The major problem with this approach is that deployments will be “monolithic”, in the sense that there can be no partial DAG deployments. Either all models succeed and are deployed, or none of them do. This can be annoying if a build fails for something trivial, like a single duplicate record in a non-critical data model. Maybe that model wasn’t even related to your changeset, but it still held up the whole deployment. To address this rigidness, the blue-green deployment model can be extended further to accommodate a more flexible deployment pattern.
Best of Both Worlds: Making Blue-Green Deployments “Robust” Blue-green data transformation deployments can be made more “robust” by supporting partial subgraph deployments. This refers to a scenario where a model or associated test fails, and its subgraph gets excluded from the set of models that get swapped (“deployed”) into the production database. All other unaffected models will still be deployed. This is a happy medium between the “naive” approach and the “all or nothing” approach. This can be achieved by “rolling back” affected models in the cloned database before swapping.
Using the same example as in the naive deployment section, suppose a uniqueness test fails on a model. Assuming the “skip models downstream of failures” mechanism is in place, we already know those are safe to swap into production (there will be no change).
For the upstream models, it gets a little tricky. If a test fails on a model, we don’t necessarily know if the issue was introduced directly in that model, or somewhere else upstream. Maybe a uniqueness test is failing because a bad many-to-many join was introduced, causing a record fanout. Or maybe duplicates were just added in the source data.
Since the true source of the failure usually isn’t immediately clear, the safest approach is to just rollback the entire upstream subgraph, as well as their children. This guarantees that no bad data gets deployed to production (at least, nothing we are testing for). If all tests were placed optimally 100% of the time, we wouldn’t have to take this conservative rollback approach, but that is a big if.
Before rolling back any models, we must first identify the affected subgraph for a given node invocation failure. This can be challenging and the implementation depends largely on your data transformation framework. Frameworks like dbt can help us out a lot here. For those of you using something else, I’ll leave this as something for you to figure out. For dbt users, here is a practical way to identify the affected subgraph.

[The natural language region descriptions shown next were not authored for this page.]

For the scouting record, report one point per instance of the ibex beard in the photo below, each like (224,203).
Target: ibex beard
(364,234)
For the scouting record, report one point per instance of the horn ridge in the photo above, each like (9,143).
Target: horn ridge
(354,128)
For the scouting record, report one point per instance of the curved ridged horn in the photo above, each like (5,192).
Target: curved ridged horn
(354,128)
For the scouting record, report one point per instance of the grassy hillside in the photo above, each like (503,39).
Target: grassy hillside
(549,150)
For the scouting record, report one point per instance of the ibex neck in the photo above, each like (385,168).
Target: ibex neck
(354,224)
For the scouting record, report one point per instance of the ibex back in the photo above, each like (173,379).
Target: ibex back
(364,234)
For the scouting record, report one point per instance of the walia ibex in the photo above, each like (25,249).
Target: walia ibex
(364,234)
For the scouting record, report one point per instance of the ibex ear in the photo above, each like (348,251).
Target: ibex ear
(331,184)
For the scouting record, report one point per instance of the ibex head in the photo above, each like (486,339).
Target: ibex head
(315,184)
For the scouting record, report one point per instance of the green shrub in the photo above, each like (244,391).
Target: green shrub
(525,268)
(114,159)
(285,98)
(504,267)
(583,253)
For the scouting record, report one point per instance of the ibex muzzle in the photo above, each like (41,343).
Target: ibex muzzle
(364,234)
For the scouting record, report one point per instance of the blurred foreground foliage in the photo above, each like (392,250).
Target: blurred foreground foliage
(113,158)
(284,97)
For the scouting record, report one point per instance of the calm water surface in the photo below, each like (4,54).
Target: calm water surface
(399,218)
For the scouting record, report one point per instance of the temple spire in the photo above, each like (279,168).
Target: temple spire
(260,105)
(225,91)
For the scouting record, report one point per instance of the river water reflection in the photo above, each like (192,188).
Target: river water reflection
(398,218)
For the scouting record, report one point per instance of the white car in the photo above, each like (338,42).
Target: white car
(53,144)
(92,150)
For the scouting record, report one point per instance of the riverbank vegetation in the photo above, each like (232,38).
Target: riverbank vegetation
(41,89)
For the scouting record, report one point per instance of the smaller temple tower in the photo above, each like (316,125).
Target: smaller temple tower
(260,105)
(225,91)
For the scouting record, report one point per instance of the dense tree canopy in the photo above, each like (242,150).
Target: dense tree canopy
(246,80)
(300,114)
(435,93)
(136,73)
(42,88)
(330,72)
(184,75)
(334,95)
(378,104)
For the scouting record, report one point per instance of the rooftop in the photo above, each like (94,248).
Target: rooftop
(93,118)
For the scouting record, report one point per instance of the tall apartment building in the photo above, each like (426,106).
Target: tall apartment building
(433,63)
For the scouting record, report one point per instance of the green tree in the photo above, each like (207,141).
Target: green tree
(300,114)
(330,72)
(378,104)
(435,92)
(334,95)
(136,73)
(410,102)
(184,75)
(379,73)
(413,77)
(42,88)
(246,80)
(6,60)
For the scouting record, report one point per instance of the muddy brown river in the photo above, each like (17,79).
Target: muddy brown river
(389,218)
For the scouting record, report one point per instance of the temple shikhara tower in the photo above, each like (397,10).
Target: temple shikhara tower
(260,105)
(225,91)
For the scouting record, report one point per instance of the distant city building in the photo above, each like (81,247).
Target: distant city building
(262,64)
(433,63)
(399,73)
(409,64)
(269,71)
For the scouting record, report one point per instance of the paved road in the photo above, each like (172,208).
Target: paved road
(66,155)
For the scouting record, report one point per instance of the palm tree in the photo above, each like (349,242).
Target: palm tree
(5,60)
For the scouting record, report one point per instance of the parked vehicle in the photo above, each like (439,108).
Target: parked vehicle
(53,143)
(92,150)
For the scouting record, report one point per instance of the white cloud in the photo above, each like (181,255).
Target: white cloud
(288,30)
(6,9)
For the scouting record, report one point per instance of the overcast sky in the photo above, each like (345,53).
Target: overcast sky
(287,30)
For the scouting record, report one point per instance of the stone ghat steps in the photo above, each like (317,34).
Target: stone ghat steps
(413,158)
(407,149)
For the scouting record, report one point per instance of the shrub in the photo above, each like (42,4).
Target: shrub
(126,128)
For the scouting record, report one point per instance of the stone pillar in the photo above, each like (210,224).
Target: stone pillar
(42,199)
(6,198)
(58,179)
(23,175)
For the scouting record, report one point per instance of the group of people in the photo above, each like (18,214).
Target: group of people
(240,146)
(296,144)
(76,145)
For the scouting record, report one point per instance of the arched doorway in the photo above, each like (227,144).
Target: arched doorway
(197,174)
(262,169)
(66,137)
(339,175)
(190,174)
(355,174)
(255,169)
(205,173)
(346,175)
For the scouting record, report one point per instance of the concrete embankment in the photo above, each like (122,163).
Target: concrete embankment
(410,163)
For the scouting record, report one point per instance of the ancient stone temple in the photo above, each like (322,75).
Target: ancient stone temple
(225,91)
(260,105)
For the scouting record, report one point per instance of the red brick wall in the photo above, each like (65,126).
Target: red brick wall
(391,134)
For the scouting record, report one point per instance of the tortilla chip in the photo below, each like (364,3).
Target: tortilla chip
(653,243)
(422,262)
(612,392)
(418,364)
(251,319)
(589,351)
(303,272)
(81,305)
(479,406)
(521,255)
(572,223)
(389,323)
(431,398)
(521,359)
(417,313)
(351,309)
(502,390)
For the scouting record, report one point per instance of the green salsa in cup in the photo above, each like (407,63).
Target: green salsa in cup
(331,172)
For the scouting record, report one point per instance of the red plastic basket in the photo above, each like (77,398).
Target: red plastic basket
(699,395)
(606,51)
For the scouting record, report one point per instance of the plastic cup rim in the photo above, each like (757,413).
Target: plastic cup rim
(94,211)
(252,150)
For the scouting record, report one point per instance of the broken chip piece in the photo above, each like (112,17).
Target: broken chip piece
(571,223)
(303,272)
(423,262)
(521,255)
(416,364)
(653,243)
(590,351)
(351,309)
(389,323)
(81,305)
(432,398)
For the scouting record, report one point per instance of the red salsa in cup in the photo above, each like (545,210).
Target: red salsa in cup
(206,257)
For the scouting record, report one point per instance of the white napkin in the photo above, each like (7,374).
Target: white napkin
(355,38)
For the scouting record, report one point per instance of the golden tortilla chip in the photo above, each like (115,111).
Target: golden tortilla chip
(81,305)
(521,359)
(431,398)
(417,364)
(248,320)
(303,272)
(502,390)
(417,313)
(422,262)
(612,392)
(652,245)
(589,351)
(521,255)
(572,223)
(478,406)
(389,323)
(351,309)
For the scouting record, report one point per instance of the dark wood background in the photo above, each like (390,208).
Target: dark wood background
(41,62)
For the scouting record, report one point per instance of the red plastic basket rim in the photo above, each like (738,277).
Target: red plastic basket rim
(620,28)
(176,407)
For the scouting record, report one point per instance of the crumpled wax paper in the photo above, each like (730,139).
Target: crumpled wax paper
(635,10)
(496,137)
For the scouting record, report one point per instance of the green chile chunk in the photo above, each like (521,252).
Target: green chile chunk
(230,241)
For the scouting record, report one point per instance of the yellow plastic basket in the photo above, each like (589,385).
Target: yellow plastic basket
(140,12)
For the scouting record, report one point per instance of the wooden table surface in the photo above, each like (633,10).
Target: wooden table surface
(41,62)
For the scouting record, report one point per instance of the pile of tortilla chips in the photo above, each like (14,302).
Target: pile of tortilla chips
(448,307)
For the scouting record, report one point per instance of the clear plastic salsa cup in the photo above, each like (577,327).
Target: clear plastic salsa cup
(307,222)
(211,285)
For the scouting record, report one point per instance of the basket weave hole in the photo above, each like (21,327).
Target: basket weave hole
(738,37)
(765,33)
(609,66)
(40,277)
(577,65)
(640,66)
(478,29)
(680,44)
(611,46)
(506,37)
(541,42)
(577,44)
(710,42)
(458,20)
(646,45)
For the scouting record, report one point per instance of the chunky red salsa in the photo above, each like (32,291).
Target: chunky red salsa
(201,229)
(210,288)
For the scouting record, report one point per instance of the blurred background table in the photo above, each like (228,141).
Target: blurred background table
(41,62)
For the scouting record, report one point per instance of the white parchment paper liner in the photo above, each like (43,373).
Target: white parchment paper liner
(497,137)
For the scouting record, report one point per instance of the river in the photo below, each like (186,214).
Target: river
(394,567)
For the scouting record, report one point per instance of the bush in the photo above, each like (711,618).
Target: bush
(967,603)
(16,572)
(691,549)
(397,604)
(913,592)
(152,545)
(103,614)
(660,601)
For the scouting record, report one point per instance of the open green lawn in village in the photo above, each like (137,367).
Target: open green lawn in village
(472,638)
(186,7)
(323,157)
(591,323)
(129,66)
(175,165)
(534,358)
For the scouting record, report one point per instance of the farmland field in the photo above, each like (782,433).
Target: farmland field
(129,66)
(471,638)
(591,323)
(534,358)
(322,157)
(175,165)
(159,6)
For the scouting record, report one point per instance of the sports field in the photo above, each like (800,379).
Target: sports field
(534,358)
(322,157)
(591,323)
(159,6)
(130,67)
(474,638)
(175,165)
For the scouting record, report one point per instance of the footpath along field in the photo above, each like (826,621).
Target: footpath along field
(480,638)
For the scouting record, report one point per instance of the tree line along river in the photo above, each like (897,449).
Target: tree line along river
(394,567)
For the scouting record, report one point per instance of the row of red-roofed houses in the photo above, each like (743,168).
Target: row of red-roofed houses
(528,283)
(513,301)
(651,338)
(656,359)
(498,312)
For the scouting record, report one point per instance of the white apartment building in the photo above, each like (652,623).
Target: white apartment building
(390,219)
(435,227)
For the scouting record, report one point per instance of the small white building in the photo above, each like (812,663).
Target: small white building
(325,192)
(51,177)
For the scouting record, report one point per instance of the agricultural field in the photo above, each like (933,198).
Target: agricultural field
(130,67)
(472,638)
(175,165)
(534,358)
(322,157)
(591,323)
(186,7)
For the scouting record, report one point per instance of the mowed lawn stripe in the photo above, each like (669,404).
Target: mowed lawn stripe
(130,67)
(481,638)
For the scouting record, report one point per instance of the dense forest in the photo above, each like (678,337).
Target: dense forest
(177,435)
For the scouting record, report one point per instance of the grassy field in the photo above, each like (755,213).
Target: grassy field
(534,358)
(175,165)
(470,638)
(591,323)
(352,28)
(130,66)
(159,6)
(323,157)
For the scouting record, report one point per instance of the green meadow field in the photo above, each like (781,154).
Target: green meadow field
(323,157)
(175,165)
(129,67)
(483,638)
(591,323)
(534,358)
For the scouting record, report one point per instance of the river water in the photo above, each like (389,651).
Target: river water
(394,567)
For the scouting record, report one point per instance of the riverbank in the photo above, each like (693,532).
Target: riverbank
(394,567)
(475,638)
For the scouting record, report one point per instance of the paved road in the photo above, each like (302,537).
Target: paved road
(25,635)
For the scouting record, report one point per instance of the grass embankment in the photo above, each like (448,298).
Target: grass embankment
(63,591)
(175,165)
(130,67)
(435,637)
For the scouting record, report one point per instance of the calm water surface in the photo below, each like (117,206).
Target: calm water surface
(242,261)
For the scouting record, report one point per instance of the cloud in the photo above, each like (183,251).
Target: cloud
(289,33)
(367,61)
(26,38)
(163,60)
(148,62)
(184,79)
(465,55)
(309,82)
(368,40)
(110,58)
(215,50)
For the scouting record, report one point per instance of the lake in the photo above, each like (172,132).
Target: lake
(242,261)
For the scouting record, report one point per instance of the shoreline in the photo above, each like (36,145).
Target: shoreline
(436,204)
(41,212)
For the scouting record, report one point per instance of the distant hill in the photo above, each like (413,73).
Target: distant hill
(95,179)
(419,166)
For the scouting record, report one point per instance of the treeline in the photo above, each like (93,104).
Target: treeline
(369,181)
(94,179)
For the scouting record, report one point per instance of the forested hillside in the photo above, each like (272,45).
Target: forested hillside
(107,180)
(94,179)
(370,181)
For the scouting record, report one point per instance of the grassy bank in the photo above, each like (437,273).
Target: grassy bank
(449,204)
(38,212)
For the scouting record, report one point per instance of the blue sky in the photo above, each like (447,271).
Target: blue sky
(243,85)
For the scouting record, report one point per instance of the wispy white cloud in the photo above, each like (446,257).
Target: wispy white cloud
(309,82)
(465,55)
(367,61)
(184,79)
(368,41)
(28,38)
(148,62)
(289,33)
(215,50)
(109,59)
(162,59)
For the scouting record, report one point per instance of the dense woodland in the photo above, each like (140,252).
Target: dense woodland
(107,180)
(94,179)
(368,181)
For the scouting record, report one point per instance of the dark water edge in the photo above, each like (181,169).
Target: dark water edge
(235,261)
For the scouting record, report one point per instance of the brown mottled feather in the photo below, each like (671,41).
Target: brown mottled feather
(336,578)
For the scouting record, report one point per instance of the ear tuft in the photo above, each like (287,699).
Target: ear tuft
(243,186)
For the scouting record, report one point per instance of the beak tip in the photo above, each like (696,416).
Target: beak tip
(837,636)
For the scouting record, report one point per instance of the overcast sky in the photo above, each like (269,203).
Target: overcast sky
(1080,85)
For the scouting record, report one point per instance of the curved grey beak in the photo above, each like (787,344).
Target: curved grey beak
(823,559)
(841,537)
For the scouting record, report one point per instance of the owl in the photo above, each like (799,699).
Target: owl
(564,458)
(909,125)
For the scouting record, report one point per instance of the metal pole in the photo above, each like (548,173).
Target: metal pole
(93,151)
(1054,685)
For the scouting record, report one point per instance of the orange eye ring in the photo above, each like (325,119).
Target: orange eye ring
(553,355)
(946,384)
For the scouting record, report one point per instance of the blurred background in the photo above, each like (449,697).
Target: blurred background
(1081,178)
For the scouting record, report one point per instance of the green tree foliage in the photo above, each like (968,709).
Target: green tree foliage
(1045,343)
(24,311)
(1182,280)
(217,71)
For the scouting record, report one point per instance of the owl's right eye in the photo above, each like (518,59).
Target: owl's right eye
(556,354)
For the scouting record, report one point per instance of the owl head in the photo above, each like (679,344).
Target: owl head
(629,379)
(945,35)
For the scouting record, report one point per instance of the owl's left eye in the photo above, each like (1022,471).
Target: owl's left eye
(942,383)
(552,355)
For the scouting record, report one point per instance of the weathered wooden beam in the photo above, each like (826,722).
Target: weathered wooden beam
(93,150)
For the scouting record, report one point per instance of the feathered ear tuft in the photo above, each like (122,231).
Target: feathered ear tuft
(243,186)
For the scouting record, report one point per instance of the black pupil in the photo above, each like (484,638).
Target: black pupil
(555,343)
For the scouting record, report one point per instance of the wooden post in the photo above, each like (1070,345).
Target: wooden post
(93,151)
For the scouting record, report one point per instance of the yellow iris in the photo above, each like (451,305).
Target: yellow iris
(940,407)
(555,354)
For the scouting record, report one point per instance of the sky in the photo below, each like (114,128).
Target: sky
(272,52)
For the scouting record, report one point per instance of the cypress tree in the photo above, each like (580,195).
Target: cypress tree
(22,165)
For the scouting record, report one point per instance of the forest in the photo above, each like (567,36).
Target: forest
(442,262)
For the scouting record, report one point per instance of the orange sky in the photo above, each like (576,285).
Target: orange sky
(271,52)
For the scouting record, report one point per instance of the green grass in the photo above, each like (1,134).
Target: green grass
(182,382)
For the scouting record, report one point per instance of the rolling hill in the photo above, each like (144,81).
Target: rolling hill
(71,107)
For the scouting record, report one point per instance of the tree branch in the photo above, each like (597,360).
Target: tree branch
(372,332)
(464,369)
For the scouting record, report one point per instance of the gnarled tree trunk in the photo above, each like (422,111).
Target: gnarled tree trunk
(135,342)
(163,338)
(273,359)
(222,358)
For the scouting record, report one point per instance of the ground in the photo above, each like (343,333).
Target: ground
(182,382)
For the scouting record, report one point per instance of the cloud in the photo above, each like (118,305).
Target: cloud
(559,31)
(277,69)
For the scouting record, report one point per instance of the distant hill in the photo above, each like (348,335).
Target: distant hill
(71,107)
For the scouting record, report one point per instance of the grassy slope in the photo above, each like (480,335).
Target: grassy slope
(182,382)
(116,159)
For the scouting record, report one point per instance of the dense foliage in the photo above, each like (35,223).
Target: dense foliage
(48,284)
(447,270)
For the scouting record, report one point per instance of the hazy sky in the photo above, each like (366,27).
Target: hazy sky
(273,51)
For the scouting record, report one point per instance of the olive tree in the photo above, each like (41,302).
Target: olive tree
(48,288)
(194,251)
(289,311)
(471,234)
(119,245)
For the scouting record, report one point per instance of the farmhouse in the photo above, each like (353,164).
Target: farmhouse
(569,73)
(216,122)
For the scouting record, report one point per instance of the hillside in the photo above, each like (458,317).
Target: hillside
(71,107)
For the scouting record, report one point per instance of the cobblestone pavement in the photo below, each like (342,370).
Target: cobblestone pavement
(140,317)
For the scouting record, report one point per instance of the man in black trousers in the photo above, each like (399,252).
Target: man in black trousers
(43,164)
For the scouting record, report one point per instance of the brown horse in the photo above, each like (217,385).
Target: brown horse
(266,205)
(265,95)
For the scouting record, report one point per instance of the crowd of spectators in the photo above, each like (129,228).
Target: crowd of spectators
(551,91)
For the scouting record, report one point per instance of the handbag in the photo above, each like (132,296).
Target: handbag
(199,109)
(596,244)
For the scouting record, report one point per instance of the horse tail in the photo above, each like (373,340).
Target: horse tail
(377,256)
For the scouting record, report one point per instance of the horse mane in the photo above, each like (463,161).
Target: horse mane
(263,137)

For dbt Users: Identifying Affected Subgraphs for Node Failures We can use dbt’s “result” node selector method to do this. For example, to find all nodes which either failed to build, or were associated with a failing test, we can run dbt ls --select “result:error” "1+result:fail" --state path/to/artifacts . This node selector can be extended further using graph operators to get the upstream parents of these nodes, and their children.
Once we have a list of affected models, there are a variety of methods to actually achieve the rollbacks. Here are two potential options:
Loop through every affected model and overwrite it with a clone from the existing production database. This clone will contain the model “as it was” before it was successfully built with potentially bad data from the latest failed data transformation job Re-clone and run the data transformation job again, but this time exclude the affected models I prefer approach #1, because we don’t need to re-clone and re-run any models that already succeeded, thus saving on compute costs. However this approach does come with some more complexity in your CI pipeline and orchestration DAG.
Conclusion Data transformation pipelines can be a moving sea of change and complexity. Between DAGs that look like spaghetti, off-schedule source data refreshes, and unexpected data quality issues, it can be easy to get lost. Hopefully this post provides some guiding principles for how to navigate it all, and ensure change is smooth and seamless for your users.